Sálvese quien pueda.

  La gota que colmó el vaso para Ceferino cayó en forma de una pobre beata que tuvo la desgraciada idea de entrar a la oficina de Jefatura de Centro a preguntarnos si queríamos participar en el acto.
 Ceferino ni preguntó a qué acto se refería, que oigan, nunca se sabe, antes de echarla con cajas destempladas.
   Aquella señora cumplía los tres requisitos: No era funcionaria, no era una interna y, último pero no por ello menos importante, era una mujer. A Ceferino no se le ocurría ni un sólo motivo por el que esa señora debiera estar ahí junto a él y, en vista de que ella no parecía dispuesta a esfumarse, la ecuación sólo tenía una solución posible.
  Así que entre resoplidos dignos de un toro de lidia, y con un ímpetu semejante al de esos animales, me sacó a empujones de Jefatura, salió él a continuación, y cerró por fuera. La pobre mujer había tenido el tiempo justo para apartarse antes de sufrir la singular experiencia de ser atropellada por un Jefe de Centro al borde de la apoplejía.

   -Me voy de aquí. Lejos. A tomar... un café.- No decía una mentira, la cafetería más cercana estaba al menos a un kilómetro de allí. En cuanto le vi desaparecer tras la pesada puerta corredera del rastrillo, se me ocurrió que quizá no habría sido mala idea pedirle que nos dejase las llaves de Jefatura a mano, porque, ¿quién sabe si nos podrían hacer falta?. Pero deseché la idea de inmediato, por poco factible. A Ceferino, hubiera sido más simple arrancarle el escroto a tirones que el llavero.

  A mi derecha, la pobre mujer intentaba explicar al obispo y al Jefe de Servicios que, de alguna manera, acababa de ser atropellada por una mezcla de funcionario del estado y cafetera de vapor. El religioso le prestaba toda su atención, y no me extrañó. Hasta ese momento se había visto obligado a poner a prueba su fé rezando las oraciones de la primera parada del Via Crucis frente a una de las originales obras de Quispe, el pederasta peruano. En ella, unos legionarios romanos con unas falditas bastante más cortas de lo que debería ser reglamentario procedían a capturar con especial cariño a un Jesucristo que, por algún motivo, había estimado oportuno pasearse por el huerto de los olivos semidesnudo. La interrupción de su acompañante había permitido al obispo apartar sus pensamientos, aunque sólo fuera por un momento, de aquella perturbadora escena.
 En cuanto la mujer señaló en mi dirección, el Jefe de Servicios me fulminó con la mirada. Yo no tenía nada que ver en aquella historia, pero vete tú a saber lo que la pobre señora le estaría contando, traumatizada como estaba. Así que me encogí de hombros, le sonreí tímidamente y, caminando lo más rápido que pude sin llegar a echarme a correr, me escabullí hacia mi cocina. De donde, me daba cuenta ya, no debería haber salido.

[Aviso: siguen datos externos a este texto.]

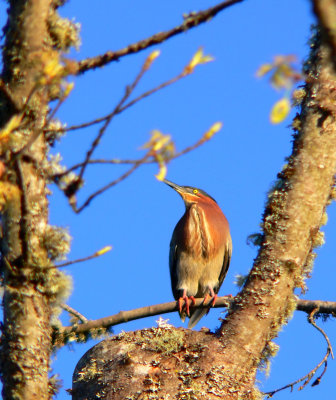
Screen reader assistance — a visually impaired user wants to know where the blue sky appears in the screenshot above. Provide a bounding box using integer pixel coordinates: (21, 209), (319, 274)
(1, 0), (336, 400)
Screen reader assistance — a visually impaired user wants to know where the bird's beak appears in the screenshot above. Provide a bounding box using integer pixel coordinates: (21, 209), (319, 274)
(163, 179), (184, 194)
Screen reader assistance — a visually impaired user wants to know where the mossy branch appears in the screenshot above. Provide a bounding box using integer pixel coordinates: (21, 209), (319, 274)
(55, 296), (336, 337)
(73, 0), (243, 75)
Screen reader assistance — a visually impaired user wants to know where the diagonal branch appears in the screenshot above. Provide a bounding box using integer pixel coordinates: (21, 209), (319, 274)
(74, 0), (244, 75)
(312, 0), (336, 69)
(59, 296), (336, 335)
(264, 307), (334, 398)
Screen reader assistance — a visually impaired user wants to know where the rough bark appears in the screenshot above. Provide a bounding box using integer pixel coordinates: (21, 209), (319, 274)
(0, 0), (51, 400)
(73, 30), (336, 400)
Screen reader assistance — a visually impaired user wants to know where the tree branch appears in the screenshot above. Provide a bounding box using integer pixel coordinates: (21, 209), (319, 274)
(313, 0), (336, 69)
(59, 296), (336, 335)
(264, 307), (334, 398)
(75, 0), (244, 75)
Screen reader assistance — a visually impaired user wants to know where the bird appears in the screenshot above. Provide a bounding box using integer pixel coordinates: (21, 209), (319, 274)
(163, 179), (232, 329)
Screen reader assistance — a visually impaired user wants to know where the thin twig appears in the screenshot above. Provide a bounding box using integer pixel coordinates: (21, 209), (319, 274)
(75, 0), (243, 74)
(60, 296), (232, 334)
(44, 246), (112, 269)
(53, 123), (214, 179)
(264, 303), (334, 398)
(78, 54), (152, 181)
(61, 304), (89, 323)
(75, 154), (150, 214)
(47, 67), (187, 132)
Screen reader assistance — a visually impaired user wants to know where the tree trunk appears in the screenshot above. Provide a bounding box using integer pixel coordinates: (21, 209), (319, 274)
(73, 30), (336, 400)
(0, 0), (51, 400)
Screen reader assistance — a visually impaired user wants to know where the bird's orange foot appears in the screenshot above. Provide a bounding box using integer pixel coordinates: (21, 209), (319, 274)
(203, 289), (218, 307)
(178, 292), (196, 317)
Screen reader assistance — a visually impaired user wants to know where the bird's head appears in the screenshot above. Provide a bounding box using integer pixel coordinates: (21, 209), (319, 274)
(163, 179), (217, 207)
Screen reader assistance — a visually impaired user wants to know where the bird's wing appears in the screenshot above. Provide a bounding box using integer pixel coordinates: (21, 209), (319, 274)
(214, 238), (232, 294)
(169, 234), (180, 300)
(169, 234), (187, 322)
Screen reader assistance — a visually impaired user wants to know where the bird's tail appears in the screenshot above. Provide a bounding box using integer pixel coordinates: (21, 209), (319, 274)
(188, 308), (209, 329)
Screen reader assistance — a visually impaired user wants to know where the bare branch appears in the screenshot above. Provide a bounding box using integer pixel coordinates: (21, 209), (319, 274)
(53, 122), (218, 183)
(313, 0), (336, 69)
(75, 0), (243, 75)
(44, 246), (112, 269)
(61, 304), (89, 323)
(264, 307), (334, 398)
(70, 154), (150, 214)
(59, 296), (336, 340)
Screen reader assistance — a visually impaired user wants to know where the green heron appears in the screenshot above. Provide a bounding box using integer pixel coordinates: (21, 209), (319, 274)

  En mi oficina, Alfreddo no se perdía detalle de las palabras de Jaime Cantizano. No había llegado yo siquiera a abrir la boca cuando alzó el índice de su mano derecha, para hacerme callar. Parecía que
el tertuliano iba a decir algo importante. Presté atención a sus palabras. No fue así. Alfreddo seguía con el dedo erguido.

 Quizá simplemente quería que me callase, y punto.